Cassie went back to her place beside Nessa, but did not once take her eyes from her face. There was still that something there, that thing that she wanted to understand – because her heart beat a little faster each second, and she was beginning to think that it would simply beat on out of control, until she could discover the truth of that something, there in those dark eyes.
Nessa looked back at her, with a face utterly still. But then she took Cassie’s hand, and together they slid down the pillows, without once shifting their eyes.
“Might I tell you something?” asked Nessa.
Cassie nodded.
“That was the most perfect thing I have ever heard.”
Cassie would have laughed, or blushed, or done any one of a number of things, as a result of her disbelief in the truth of that statement – that was, if anyone else had said it. She looked at Nessa, and heard her voice; and knew that she spoke no lies.
Drowsiness came suddenly upon her, and she felt her eyes sliding shut, in spite of the bright light that filled the room. She saw Nessa watching her; and even after she closed her eyes, could feel that she was watching her still. She felt the cool hand, held in her own.
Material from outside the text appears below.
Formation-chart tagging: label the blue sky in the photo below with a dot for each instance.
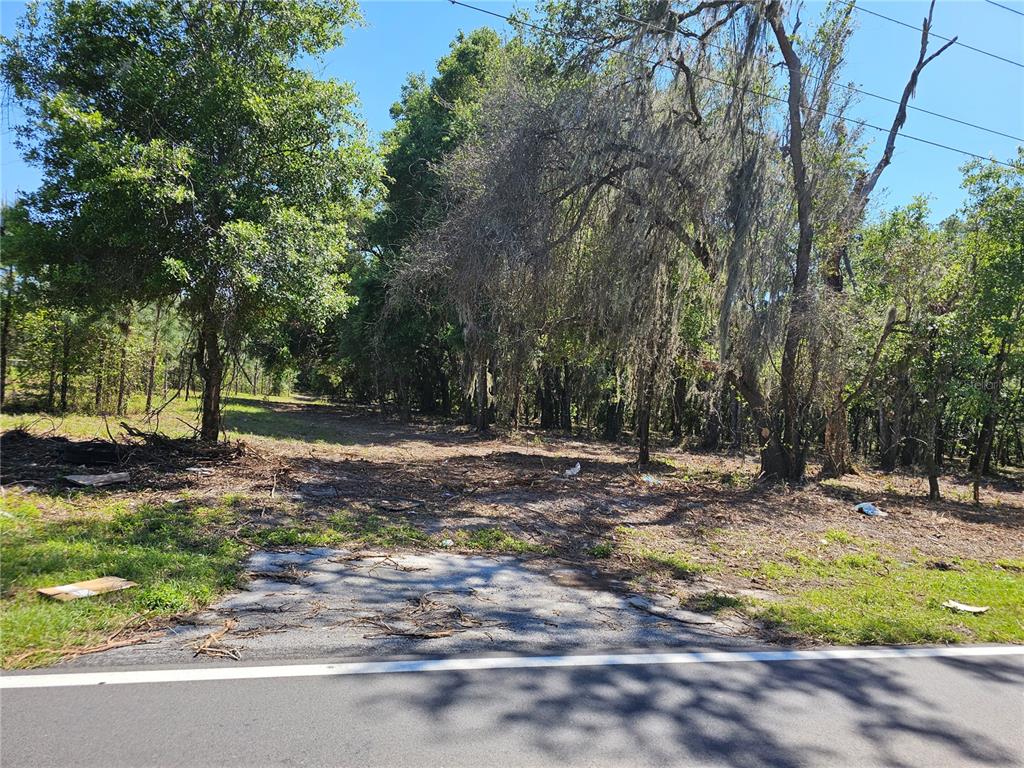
(404, 36)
The light seemed to fade away, and the space behind her eyelids turned to black. She moved her head only slightly on her pillow, and felt a movement of response on the pillow beside it. Then a puff of breath, that was somehow both warm and chill at the same time, there against her cheek. She felt fingers brush the hair back from her brow, and in what seemed less than a moment, she was asleep.
Chapter
XVII:
Behind the P
avilion
W
hen Nessa woke, she found herself lying nearer to Cassie than she had before she drifted. Her arm was draped round her neck and shoulders, and her cheek was pressed to the top of her head. She made no movement at all, save for the opening of her eyes; but still Cassie came awake soon after she herself had done. She yawned, and stretched, and looked up almost in surprise at Nessa’s arm. But then she looked into her face, and smiled.
“Hello,” she said.
“Hello,” said Nessa.
The room was nearly full dark, with a deep blue sky visible just outside the windows, not yet spattered with the stars of night, but decorated already with a round white moon. Seeing as it was the height of summer, this could only mean that they had both slept for some twelve hours or more, without one moment of consciousness in betwixt, of what lay outside the world of dreams. Perhaps this seems a time overlong? Well, no – or rather, at least it is not, when the sleepers are ones who have not slept very well at all, for rather a long while.
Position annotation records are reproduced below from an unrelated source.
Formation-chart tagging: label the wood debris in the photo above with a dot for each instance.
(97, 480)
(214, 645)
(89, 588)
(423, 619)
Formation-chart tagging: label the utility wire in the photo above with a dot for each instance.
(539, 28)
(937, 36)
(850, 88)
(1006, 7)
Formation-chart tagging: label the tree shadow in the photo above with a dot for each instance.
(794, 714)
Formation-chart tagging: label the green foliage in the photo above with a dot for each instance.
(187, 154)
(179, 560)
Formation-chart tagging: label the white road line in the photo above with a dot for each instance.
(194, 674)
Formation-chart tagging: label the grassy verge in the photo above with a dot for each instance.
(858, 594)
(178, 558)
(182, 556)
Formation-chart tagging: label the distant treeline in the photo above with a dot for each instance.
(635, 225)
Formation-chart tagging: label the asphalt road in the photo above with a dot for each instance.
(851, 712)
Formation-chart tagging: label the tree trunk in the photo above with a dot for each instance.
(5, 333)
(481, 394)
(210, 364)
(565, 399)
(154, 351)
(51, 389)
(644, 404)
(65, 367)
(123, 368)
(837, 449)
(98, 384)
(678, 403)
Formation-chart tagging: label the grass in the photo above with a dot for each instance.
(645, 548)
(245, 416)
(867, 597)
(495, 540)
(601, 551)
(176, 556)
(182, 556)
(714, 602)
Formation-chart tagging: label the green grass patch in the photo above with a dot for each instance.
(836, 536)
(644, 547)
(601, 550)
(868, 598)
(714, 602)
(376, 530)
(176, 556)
Nessa looked for a long while at the moon, which had waxed full several days before, but still maintained the greater part of its spherical shape. She recalled the bygone night when she looked out upon this same moon, nearly the same shape exactly, but only approaching its fullness, rather than departing from it. That night, the house had been empty; empty, save for all but she and Leyra.
She thought back on that night, as she looked at the moon; and then looked down at Cassie, and realised something, for what seemed the first time. Had she known in advance that this present moment should be snatched away from her, if she did not trade all of those nights of secrecy, in either Leyra’s room or hers – she would have traded them in an instant, without even having to ponder the exchange. She wrapped her arm tighter around Cassie, drew her near to kiss her forehead, and knew that it was true, even if she had doubted, ever so slightly, before.
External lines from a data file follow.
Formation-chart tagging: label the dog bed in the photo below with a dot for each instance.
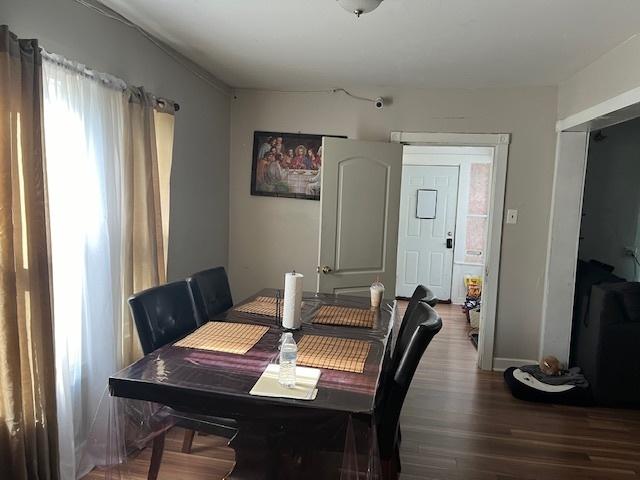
(525, 387)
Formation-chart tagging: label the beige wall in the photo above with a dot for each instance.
(615, 72)
(269, 236)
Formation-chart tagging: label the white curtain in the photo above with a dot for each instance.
(84, 142)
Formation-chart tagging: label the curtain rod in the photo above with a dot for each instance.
(110, 81)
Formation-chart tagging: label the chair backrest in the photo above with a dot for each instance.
(406, 328)
(163, 314)
(211, 293)
(428, 324)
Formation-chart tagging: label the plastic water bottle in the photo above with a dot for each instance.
(288, 358)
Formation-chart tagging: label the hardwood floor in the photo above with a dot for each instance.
(460, 423)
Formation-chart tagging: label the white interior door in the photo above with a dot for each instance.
(359, 204)
(427, 229)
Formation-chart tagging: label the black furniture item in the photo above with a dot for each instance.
(215, 383)
(607, 340)
(408, 325)
(163, 315)
(211, 293)
(425, 323)
(588, 274)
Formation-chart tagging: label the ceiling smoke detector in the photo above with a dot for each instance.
(358, 7)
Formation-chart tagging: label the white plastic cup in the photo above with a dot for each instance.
(377, 291)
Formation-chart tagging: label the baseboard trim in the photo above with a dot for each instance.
(501, 364)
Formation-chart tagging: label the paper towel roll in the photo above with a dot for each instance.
(292, 311)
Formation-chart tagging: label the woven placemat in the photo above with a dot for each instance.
(344, 316)
(265, 306)
(225, 337)
(334, 353)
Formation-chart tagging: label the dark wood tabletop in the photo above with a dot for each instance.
(216, 383)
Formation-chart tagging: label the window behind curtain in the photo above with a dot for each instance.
(85, 141)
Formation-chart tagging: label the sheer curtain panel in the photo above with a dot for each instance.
(84, 138)
(28, 436)
(107, 185)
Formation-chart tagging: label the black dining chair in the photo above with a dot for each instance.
(211, 293)
(163, 315)
(424, 323)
“I take it that you didn’t have to work today,” she said.
“I most certainly didn’t,” Cassie answered. “And even if I did – well, I can’t say that I would have gone.”
“And have you any prior engagements, for this evening?”
“I most certainly don’t.”
“Then might I be so bold as to ask, whether you would like to spend it with me?”
The night was fallen; and Nessa knew that she was due back at Dog’s Hill. But suddenly the fact did not seem much to matter.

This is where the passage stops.